6. Une revalorisation de la valeur travail est nécessaire. Qu'il y ait des inégalités, c'est un fait qu'il semble compliqué de changer, au moins à court terme. Pour autant, que ces inégalités soient aussi importantes, c'est une chose sur laquelle nous pouvons sans aucun doute agir. Il est anormal que des gens qui travaillent n'aient pas assez pour vivre correctement. Si une grande partie des jeunes veulent décrocher aujourd'hui un bac +5, c'est pour éviter de faire un métier sous payé (même si ce métier leur semble plus attractif), c'est parcequ'ils souhaitent vivre correctement. Le salaire horaire minimum devrait donc être situé à un niveau assez important pour qu'aucun métier ne soit dissuasif en raison de la rémunération qu'il implique.
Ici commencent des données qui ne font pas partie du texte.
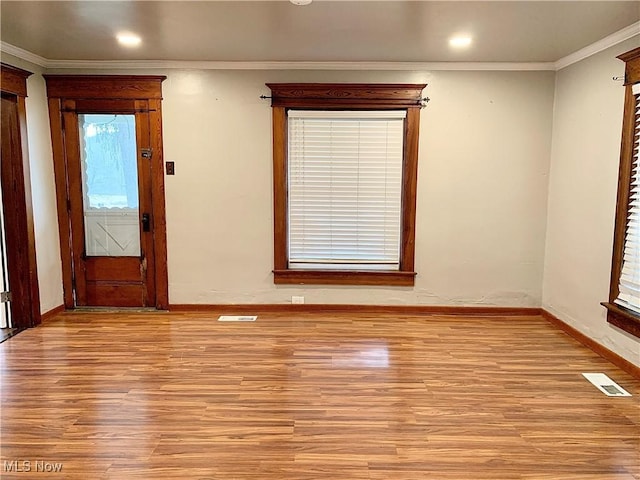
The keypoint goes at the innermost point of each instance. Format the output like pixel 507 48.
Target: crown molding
pixel 23 54
pixel 609 41
pixel 370 66
pixel 600 45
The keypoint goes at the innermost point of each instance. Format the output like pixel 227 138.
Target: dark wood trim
pixel 50 314
pixel 14 80
pixel 632 67
pixel 16 178
pixel 280 227
pixel 624 191
pixel 352 97
pixel 139 94
pixel 105 86
pixel 623 318
pixel 62 197
pixel 343 277
pixel 616 315
pixel 346 95
pixel 409 191
pixel 358 309
pixel 158 205
pixel 588 342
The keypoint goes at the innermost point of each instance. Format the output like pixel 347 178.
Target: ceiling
pixel 325 31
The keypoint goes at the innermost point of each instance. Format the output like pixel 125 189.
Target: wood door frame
pixel 108 87
pixel 25 289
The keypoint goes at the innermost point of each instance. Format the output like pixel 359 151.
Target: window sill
pixel 622 318
pixel 343 277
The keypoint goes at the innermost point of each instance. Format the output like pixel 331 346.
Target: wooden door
pixel 110 202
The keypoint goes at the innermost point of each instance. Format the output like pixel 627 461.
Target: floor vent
pixel 607 386
pixel 237 318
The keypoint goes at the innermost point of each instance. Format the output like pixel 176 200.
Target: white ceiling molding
pixel 23 54
pixel 371 66
pixel 609 41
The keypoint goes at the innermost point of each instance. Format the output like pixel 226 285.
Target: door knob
pixel 146 222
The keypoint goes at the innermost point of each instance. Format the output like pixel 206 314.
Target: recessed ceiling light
pixel 460 41
pixel 128 39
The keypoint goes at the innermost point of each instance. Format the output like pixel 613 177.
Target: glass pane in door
pixel 110 184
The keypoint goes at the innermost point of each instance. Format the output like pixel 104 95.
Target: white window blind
pixel 345 189
pixel 629 285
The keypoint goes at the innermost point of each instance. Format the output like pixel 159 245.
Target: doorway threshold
pixel 116 310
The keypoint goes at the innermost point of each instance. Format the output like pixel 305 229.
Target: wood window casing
pixel 320 96
pixel 617 315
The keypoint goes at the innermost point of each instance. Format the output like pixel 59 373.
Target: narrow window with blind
pixel 345 168
pixel 624 296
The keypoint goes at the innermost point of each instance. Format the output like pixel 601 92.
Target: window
pixel 624 295
pixel 345 169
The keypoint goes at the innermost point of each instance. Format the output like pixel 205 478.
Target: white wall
pixel 482 188
pixel 587 125
pixel 42 187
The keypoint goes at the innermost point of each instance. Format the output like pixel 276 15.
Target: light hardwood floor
pixel 311 396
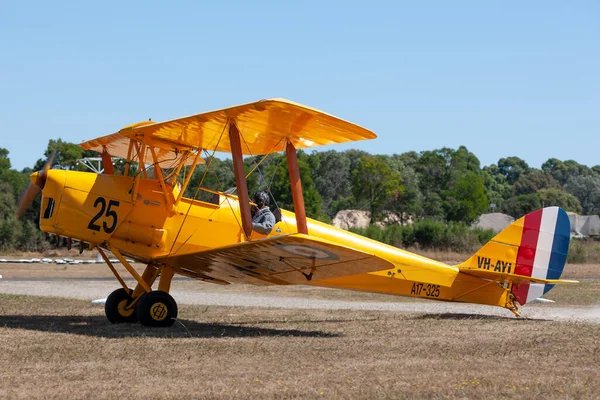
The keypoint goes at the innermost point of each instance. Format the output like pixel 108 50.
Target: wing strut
pixel 240 177
pixel 296 186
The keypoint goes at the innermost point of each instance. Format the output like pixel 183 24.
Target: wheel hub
pixel 159 311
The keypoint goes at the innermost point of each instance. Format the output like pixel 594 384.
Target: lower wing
pixel 282 260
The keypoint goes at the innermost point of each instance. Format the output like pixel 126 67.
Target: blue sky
pixel 502 78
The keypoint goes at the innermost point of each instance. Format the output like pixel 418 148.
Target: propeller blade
pixel 38 180
pixel 27 198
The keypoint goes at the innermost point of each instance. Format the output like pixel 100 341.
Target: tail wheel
pixel 116 307
pixel 157 308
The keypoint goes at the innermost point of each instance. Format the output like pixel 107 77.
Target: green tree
pixel 466 200
pixel 533 181
pixel 66 155
pixel 374 183
pixel 332 177
pixel 587 190
pixel 563 171
pixel 409 202
pixel 518 206
pixel 512 168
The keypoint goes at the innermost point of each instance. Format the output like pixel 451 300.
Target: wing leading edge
pixel 263 124
pixel 282 260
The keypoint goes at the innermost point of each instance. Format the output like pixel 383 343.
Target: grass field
pixel 63 348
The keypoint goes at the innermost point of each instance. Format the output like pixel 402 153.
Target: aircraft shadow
pixel 99 326
pixel 477 317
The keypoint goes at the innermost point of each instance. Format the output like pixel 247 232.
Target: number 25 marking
pixel 109 213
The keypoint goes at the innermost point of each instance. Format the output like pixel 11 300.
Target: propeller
pixel 38 180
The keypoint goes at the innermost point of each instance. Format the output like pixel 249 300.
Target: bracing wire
pixel 197 190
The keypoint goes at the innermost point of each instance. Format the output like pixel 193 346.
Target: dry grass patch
pixel 57 348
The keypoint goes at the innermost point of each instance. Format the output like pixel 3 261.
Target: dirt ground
pixel 58 348
pixel 243 341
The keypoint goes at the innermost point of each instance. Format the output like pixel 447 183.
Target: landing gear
pixel 116 307
pixel 157 309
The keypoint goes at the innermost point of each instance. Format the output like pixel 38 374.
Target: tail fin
pixel 530 254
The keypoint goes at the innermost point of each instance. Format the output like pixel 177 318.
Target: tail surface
pixel 529 255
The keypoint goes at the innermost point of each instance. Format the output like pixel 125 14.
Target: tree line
pixel 446 185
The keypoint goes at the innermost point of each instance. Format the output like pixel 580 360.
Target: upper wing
pixel 282 260
pixel 263 126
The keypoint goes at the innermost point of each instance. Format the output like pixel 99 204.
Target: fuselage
pixel 100 209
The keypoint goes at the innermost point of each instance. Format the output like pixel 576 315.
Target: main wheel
pixel 115 307
pixel 157 309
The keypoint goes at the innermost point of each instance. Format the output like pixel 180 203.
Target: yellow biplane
pixel 140 212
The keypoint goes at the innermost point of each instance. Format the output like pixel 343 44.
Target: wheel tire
pixel 157 309
pixel 114 308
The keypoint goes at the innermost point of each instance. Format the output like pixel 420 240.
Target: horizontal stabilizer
pixel 281 260
pixel 499 276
Pour financer cela, on pourrait partir du principe, par exemple, que l'échelle des salaires s'échelonnent de 1 à 5. Cela correspond en France, à peu près, à la différence entre un individu qui touche le salaire minimum et un qui paie l'impôt sur la grande fortune. Bref, peu importe que cette solution précise soit précisément valable, ce qui compte, c'est qu'aucun métier ne soit financièrement dissuasif même si des inégalités persisteront. Par ce biais, les individus choisiront leur métiers, moins en fonction d'un salaire et plus en fonction d'une volonté. C'est seulement dans ces conditions que la sélection à l'université prend son sens et que la mobilité sociale a une chance de fonctionner.
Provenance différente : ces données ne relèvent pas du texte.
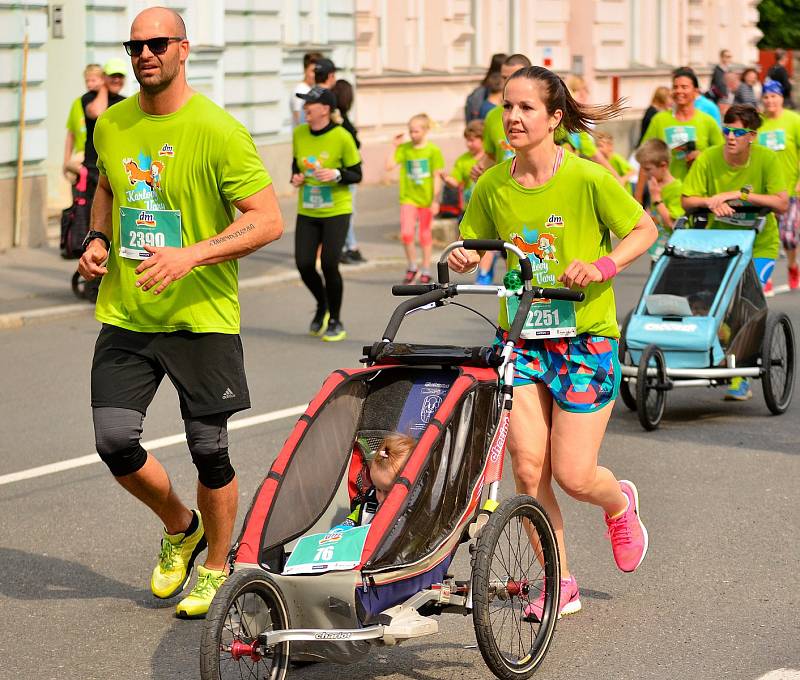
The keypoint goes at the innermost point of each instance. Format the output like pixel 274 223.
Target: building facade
pixel 403 56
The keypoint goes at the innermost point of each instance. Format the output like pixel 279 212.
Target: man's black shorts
pixel 207 369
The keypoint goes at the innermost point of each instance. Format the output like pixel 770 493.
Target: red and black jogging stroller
pixel 301 592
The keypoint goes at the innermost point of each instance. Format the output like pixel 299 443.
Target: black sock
pixel 192 525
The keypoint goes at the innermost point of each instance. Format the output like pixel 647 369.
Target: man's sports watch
pixel 92 235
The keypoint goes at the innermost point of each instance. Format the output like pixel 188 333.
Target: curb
pixel 31 316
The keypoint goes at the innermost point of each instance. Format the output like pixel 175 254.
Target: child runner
pixel 780 131
pixel 665 191
pixel 385 467
pixel 325 160
pixel 420 185
pixel 565 385
pixel 605 145
pixel 686 130
pixel 740 171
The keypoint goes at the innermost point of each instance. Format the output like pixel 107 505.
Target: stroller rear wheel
pixel 777 360
pixel 247 605
pixel 515 567
pixel 651 395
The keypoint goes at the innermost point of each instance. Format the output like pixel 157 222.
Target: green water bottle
pixel 513 280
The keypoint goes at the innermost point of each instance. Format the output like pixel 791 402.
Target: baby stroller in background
pixel 300 592
pixel 703 320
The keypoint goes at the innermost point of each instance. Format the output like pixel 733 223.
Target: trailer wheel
pixel 651 396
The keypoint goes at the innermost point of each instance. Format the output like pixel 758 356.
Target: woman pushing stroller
pixel 567 381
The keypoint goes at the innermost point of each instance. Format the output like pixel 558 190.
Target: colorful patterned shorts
pixel 582 372
pixel 790 225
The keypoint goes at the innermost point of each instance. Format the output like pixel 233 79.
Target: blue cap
pixel 772 86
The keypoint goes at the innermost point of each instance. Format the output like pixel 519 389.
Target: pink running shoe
pixel 794 277
pixel 627 533
pixel 569 602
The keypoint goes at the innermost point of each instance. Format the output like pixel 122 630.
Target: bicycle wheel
pixel 516 559
pixel 651 396
pixel 624 386
pixel 777 359
pixel 247 605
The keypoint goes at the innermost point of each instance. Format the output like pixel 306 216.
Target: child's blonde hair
pixel 653 151
pixel 393 452
pixel 474 129
pixel 424 118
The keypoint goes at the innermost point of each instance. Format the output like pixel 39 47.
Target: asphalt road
pixel 717 596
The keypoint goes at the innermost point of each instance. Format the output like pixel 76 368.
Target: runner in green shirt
pixel 665 191
pixel 174 167
pixel 420 164
pixel 686 130
pixel 325 161
pixel 780 131
pixel 740 170
pixel 561 211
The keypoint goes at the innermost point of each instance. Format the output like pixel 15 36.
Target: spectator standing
pixel 494 85
pixel 76 124
pixel 747 92
pixel 476 98
pixel 295 103
pixel 661 101
pixel 779 72
pixel 718 88
pixel 343 91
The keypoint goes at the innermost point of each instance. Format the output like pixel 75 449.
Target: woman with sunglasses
pixel 780 131
pixel 740 171
pixel 686 130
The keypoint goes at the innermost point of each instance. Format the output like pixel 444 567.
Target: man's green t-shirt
pixel 671 197
pixel 569 217
pixel 711 175
pixel 782 135
pixel 461 169
pixel 175 179
pixel 701 130
pixel 494 136
pixel 333 149
pixel 417 169
pixel 76 124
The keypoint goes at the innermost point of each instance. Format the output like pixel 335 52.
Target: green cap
pixel 114 66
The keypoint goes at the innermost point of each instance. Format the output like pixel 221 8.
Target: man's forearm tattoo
pixel 230 237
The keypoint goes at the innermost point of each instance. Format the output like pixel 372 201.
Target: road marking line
pixel 153 444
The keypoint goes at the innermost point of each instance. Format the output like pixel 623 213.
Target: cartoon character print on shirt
pixel 311 163
pixel 146 175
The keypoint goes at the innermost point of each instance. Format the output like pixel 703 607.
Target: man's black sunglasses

7. Par ce raisonnement, je ne peux que soutenir l'idée d'une plus grande sélection dans les universités spécialisées et d'un développement parrallèle des universités populaires. Pareillement, je ne peux que m'insurger contre ceux qui veulent faire payer l'université. Nécessairement, elle est un lieu du savoir et le savoir n'est pas un bien marchand, c'est un bien primaire, un besoin pour la survie de la République. La délivrance d'un savoir spécialisé n'a strictement rien à voir avec l'achat d'une bouteille de coca cola ou d'un week end au ski. Si l'univesrité doit être en partie sélective, il est clair que la pire des sélections est celle qui est financière. Au mieux, elle implique une pression en donnant l'illusion d'une volonté à celui qui la paie en s'endettant et elle masque dans le même temps les véritables aspirations inidividuelles. Au pire, elle aggrave dramatiquement les inégalités, elle empêche la mobilité sociale et produit des incompétents qui n'ont pour seul mérite l'argent des aieux.